In Hettches Geschichte gerät ein Mädchen nach dem Besuch einer Vorstellung auf den Dachboden der Spielstätte - und trifft dort auf die versammelten und lebendigen Marionetten der Puppenkiste und auf Hatü, die eigentlich Hannelore Oehmichen heißt, die Tochter des Gründers des Marionettentheaters. Sie erzählt dem Mädchen ihre Lebensgeschichte und dadurch auch die Geschichte des Theaters. Gleichzeitig wird die beschauliche Welt des Dachbodens mit all den liebenswerten Marionetten bedroht durch den "bösen" Kasper, der im Dunkeln lauert. Bald wird klar, dass für Hatü der Kasper alles verkörpert, was sie in der schlimmen Zeit des Nationalsozialismus und des Krieges erlebt hat. Die Einberufung des Vaters, das "Verschwinden" der jüdischen Freunde und Bekannten, die Gefallenen und Verstorbenen, die Ängste der Bombennächte und die Zerstörung des ersten Puppenschreins. Hatü sucht lange nach ihrem Platz im Leben, stellt viele Dinge der Nachkriegszeit in Frage und bleibt dennoch dem Puppentheater treu. Die Erfolgsgeschichte, bei der die Puppenkiste den Sprung ins junge deutsche Fernsehen schafft (schon 1953!) und dadurch nationale Berühmtheit erringt, ist Hatü fast nicht geheuer, aber sie ist diejenige, die die unvergesslichen Figuren aus Holz erschafft. Ein paar Antworten auf ihre Lebenssinnfragen gibt ihr im Roman der Autor Michael Ende, den sie besucht, um ihm ihren Jim Knopf zu zeigen.
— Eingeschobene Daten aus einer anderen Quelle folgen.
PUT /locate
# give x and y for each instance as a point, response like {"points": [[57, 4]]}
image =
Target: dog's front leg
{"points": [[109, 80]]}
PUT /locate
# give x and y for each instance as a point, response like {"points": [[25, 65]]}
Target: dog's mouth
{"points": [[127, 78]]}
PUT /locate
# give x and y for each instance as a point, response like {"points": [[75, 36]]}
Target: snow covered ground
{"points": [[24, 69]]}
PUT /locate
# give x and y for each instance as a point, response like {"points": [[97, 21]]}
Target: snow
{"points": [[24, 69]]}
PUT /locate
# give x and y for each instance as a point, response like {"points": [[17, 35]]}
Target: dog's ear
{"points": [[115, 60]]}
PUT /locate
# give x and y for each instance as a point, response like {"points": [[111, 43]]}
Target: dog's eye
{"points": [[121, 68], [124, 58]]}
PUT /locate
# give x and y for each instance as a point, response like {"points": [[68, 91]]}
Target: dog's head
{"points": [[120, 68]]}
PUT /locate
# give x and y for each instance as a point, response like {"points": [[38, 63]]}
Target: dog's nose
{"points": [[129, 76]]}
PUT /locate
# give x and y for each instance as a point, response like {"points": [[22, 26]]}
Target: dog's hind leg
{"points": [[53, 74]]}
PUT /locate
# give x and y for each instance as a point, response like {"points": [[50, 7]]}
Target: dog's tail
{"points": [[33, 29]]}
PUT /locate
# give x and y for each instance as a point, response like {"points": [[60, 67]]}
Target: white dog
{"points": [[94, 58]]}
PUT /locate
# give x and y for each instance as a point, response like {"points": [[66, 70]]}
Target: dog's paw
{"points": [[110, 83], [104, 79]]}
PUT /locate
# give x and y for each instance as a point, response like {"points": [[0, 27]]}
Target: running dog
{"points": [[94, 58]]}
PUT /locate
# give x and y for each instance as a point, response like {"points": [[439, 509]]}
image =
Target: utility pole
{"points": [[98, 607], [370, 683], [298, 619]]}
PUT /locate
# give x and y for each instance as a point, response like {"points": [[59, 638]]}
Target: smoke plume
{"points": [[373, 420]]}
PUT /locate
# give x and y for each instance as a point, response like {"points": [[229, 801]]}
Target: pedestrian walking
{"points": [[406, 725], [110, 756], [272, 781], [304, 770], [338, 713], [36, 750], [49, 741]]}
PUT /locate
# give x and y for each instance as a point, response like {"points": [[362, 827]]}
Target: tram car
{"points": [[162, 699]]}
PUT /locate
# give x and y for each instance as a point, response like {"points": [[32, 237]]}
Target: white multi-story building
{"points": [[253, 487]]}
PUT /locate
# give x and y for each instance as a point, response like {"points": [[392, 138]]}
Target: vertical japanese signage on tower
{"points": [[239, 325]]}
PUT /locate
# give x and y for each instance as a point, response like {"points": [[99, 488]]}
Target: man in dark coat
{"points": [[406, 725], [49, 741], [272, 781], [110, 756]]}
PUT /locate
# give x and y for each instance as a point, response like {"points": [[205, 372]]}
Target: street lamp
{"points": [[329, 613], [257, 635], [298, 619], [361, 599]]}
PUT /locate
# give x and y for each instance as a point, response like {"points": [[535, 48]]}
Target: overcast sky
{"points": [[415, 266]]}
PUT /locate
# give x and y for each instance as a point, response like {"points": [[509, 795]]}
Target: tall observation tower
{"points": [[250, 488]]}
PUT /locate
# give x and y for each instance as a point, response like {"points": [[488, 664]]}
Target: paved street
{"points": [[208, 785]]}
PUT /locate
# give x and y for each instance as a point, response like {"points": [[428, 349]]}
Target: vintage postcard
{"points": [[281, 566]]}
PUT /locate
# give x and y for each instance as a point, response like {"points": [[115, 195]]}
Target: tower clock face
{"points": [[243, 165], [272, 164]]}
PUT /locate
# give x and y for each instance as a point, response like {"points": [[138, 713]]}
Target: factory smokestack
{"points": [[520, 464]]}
Auch Saint-Exupery kommt durch einige Textpassagen aus Der kleine Prinz zu Wort, dessen Puppenfassung einer der ersten Erfolge der Puppenkiste war. Hettche verneigt sich quasi vor den beiden großen Autoren und ihren fantastischen und doch so wahren Geschichten, was ich sehr anrührend finde. Nicht ganz so überzeugend wie Hatüs Wahrnehmung von Krieg und seinen Folgen und dem zunehmenden Kommerz und der Ignoranz des Geschehenen in den Nachkriegsjahren finde ich die Rahmengeschichte des Mädchens auf dem Dachboden. Jede der Marionetten zeigt mehr Herz und Profil als dieses namenlose Kind, das wohl stellvertretend für die ganze Generation Heranwachsender stehen soll. Es geht zwar verändert aus der Begegnung mit Hatü und ihrer Geschichte hervor, die Erlösung des Kaspers griff mir aber zu kurz.
Alles in allem aber haben mir Hettches Geschichte und Erzählweise sehr gefallen und die Wiederbegegnung mit einigen meiner Kindheitslieblingsfiguren, an denen mein Herzfaden hängt, tat mir gut.
Thomas Hettche, Herzfaden. Argon 2020.